For August, the NoticeBored security awareness spotlight turns towards the threat from within the organization, insiders.
“Insider threats” may be a common term but it's technically incorrect. “Insider risks” is more accurate since there is more to this than just the threats posed by insiders. The NoticeBored materials explore the vulnerabilities and impacts too.
“Insiders” in this context are primarily employees - both staff and management - of the organization, those on its payroll. “Outsiders”, then, are third-party employees (particularly those working for competitors or other adversaries) and unemployed people – a much larger group of course. In the government/military context, ‘foreigners’ (citizens of other nations and cultures, regardless of where they live) are generally considered outsiders too: we’ll have more to say about outsider threats in September’s awareness materials.
Both August and September's modules cover the overlap between insiders and outsiders - the no-mans-land inhabited by contractors, temps, interns etc. plus assorted consultants, professional advisers and maintenance engineers who have 'gone native'. They pose threats too, with divided loyalties facing a hail of bullets from all sides.
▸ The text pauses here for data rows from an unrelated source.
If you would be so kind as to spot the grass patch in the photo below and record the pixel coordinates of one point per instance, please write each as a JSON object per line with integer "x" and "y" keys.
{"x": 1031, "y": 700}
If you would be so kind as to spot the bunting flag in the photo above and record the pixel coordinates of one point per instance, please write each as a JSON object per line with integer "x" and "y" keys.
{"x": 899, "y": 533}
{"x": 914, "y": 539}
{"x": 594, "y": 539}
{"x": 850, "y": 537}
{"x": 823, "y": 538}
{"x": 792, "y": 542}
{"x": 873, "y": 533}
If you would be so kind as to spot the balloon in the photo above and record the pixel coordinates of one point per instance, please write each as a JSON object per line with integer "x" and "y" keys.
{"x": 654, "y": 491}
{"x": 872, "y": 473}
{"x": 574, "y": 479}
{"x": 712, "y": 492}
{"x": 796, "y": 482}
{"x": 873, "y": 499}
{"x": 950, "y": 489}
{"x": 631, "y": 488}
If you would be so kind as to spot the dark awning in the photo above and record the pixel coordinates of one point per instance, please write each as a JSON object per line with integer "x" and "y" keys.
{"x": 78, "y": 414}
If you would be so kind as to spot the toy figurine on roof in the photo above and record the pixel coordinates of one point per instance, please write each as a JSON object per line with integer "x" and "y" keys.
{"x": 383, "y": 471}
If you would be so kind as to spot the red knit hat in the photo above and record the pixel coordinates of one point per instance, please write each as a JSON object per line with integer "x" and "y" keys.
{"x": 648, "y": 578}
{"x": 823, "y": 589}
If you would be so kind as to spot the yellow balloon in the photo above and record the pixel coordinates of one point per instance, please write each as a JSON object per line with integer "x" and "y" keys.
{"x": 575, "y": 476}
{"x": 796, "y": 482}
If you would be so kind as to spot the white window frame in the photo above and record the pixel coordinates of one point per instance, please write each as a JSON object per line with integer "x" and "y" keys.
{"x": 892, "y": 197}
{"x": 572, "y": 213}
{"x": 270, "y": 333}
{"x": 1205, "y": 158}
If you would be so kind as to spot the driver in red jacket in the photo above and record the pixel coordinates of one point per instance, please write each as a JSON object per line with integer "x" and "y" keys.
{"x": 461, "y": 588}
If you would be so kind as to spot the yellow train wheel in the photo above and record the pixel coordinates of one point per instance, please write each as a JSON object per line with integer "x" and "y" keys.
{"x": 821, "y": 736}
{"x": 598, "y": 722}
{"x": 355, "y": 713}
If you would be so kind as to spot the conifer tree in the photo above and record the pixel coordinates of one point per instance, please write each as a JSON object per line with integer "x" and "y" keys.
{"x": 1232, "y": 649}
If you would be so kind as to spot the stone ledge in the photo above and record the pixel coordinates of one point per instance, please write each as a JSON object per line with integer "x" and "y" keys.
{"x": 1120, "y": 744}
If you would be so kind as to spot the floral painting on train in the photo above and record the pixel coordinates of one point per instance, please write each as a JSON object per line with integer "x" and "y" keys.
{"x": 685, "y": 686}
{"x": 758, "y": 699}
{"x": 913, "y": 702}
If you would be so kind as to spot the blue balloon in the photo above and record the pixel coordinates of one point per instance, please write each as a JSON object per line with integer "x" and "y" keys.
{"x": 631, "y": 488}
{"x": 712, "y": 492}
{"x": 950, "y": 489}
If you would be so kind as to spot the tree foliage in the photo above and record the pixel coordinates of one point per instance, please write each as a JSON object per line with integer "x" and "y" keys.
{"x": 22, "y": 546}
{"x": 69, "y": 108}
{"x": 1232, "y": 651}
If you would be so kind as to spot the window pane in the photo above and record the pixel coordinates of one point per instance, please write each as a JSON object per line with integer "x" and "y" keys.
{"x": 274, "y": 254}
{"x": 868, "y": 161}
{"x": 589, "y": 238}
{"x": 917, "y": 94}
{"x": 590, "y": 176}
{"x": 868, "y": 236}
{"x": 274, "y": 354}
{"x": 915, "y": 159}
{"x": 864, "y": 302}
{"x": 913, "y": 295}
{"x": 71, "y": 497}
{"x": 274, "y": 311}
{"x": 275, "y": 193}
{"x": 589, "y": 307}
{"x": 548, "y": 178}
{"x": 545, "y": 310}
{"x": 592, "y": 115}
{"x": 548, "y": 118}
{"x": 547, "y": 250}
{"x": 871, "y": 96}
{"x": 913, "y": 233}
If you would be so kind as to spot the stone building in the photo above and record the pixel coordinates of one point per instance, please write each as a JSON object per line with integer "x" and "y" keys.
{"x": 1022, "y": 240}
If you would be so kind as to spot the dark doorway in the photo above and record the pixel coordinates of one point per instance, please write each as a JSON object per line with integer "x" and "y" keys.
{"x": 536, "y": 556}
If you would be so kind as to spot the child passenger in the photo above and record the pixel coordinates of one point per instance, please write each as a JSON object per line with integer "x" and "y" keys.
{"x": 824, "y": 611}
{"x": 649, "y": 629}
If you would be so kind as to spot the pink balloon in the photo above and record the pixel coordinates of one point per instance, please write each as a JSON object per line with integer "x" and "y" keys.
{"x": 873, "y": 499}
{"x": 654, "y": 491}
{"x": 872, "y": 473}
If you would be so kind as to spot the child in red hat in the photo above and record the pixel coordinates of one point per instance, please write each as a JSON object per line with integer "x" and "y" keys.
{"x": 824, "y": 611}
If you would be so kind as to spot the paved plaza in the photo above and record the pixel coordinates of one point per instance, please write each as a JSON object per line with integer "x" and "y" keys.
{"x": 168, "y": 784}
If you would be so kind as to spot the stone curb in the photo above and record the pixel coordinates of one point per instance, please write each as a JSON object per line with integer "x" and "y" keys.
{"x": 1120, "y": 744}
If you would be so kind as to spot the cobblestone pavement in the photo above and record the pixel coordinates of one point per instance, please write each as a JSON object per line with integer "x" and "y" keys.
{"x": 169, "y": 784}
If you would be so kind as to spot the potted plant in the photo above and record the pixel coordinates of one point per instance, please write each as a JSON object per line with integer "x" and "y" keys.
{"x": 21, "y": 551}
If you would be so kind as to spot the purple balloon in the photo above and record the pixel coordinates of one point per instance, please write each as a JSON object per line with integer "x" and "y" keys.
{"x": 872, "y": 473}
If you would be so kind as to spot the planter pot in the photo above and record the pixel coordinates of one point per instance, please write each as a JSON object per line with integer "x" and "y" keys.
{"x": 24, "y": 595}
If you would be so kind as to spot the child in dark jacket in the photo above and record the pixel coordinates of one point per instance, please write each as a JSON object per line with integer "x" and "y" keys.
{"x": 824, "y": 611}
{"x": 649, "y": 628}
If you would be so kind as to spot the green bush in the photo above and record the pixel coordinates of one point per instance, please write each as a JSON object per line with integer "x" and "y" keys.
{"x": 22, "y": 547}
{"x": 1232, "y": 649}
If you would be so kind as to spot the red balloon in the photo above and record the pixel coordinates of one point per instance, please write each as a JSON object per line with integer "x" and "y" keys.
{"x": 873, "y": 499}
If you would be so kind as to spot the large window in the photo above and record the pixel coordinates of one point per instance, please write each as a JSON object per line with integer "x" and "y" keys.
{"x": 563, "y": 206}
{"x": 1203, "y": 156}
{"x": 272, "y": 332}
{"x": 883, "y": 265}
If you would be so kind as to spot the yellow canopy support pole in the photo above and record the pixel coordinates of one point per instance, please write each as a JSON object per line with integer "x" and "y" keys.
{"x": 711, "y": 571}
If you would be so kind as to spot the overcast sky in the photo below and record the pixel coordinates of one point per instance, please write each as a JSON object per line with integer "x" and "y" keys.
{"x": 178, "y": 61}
Ignore them at your peril. Recall that Ed Snowden was a defense contractor working in a privileged position within the NSA. Insider or outside is a moot point: the damage was immense. The risk is obvious ... once you think about it.
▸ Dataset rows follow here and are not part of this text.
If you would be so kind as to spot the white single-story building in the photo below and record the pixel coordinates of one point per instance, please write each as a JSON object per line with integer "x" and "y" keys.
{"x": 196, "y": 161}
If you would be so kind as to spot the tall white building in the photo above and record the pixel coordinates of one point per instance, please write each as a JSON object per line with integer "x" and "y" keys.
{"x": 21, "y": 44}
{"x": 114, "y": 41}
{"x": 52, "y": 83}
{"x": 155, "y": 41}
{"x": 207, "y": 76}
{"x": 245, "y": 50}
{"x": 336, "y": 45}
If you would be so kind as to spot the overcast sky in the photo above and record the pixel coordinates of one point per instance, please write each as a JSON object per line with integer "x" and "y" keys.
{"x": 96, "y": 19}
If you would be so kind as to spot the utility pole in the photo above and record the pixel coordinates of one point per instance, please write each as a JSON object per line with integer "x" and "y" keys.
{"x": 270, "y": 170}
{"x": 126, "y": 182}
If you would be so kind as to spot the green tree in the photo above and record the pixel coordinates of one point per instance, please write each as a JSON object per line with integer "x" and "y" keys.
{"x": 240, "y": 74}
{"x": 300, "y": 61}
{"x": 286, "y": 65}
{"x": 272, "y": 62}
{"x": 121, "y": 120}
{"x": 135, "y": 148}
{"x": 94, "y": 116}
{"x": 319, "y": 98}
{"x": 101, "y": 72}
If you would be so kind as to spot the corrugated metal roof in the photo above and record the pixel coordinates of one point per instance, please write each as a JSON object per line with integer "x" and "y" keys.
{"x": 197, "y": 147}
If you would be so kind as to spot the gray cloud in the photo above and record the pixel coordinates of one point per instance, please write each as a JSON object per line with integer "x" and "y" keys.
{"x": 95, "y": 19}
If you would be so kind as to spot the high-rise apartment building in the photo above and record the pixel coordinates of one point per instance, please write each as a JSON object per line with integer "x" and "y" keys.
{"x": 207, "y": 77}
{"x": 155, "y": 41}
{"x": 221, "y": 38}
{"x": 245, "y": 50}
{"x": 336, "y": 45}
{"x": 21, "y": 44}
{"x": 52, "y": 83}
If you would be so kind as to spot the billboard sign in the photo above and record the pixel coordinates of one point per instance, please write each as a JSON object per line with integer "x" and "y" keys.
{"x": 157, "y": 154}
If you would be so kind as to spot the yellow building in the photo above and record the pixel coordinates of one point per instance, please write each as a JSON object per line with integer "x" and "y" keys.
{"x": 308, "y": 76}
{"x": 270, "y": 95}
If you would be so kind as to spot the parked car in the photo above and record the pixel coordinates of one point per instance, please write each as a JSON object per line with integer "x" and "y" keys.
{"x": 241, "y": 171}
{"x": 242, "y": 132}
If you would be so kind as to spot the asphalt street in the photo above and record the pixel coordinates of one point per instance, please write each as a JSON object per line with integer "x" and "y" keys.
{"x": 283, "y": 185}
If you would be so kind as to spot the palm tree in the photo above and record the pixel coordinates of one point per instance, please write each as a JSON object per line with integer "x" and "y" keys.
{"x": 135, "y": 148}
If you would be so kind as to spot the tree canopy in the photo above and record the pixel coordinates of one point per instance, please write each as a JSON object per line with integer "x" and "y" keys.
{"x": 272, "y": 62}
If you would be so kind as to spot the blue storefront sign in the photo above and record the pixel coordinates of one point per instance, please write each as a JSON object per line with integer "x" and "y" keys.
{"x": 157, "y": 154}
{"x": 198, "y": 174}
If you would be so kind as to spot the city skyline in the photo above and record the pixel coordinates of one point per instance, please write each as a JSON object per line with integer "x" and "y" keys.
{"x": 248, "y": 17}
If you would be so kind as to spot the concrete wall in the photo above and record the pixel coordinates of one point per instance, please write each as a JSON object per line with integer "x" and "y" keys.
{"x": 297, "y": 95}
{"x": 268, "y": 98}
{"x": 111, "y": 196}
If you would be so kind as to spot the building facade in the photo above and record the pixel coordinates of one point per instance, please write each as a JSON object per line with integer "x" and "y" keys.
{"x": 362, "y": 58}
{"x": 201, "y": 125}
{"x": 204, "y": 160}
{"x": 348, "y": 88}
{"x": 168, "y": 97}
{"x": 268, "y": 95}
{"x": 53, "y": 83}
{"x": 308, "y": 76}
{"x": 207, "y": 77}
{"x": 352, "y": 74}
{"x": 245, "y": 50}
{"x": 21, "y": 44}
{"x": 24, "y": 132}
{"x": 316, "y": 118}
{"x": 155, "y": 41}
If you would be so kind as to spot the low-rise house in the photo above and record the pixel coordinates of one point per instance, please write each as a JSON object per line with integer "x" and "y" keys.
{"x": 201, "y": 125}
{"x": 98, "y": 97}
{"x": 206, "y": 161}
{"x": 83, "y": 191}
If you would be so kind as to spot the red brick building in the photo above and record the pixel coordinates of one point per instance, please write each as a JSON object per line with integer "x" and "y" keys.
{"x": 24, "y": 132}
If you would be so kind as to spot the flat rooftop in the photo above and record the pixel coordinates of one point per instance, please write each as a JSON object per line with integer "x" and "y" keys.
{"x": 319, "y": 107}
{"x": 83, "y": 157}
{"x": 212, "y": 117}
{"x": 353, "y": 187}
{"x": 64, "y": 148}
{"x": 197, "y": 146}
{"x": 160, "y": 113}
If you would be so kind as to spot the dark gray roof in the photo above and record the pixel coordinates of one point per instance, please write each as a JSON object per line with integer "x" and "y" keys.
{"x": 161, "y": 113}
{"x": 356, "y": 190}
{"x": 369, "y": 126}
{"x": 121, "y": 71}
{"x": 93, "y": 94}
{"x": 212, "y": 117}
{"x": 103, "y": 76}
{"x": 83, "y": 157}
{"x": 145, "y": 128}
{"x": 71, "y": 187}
August’s awareness module is designed to:
- Introduce insider threats, providing general context and background information (e.g. who are those threatening insiders, and in what sense do they threaten?);
- Expand on the information risks (threats, vulnerabilities and impacts) arising from and involving insiders, particularly for the management and professional audiences;
- Describe and promote the corresponding information security controls, which are numerous and varied (policies, procedures, practices, technologies …);
- Leave everyone with the lasting impression that insider threats are real, antisocial and unacceptable.
So what about your awareness and learning objectives in relation to insider threats, or information risks involving workers. Are there any business angles or concerns you’d like to emphasize in your awareness program? Any insider issues your organization has resolved, or for that matter is still struggling to address?
Oh, hang on a moment, does “insider threats” feature as a topic in your awareness and training schedule? Do you even have a schedule, a rolling sequence of hot topics delivered continuously throughout the year? Oh. OK then.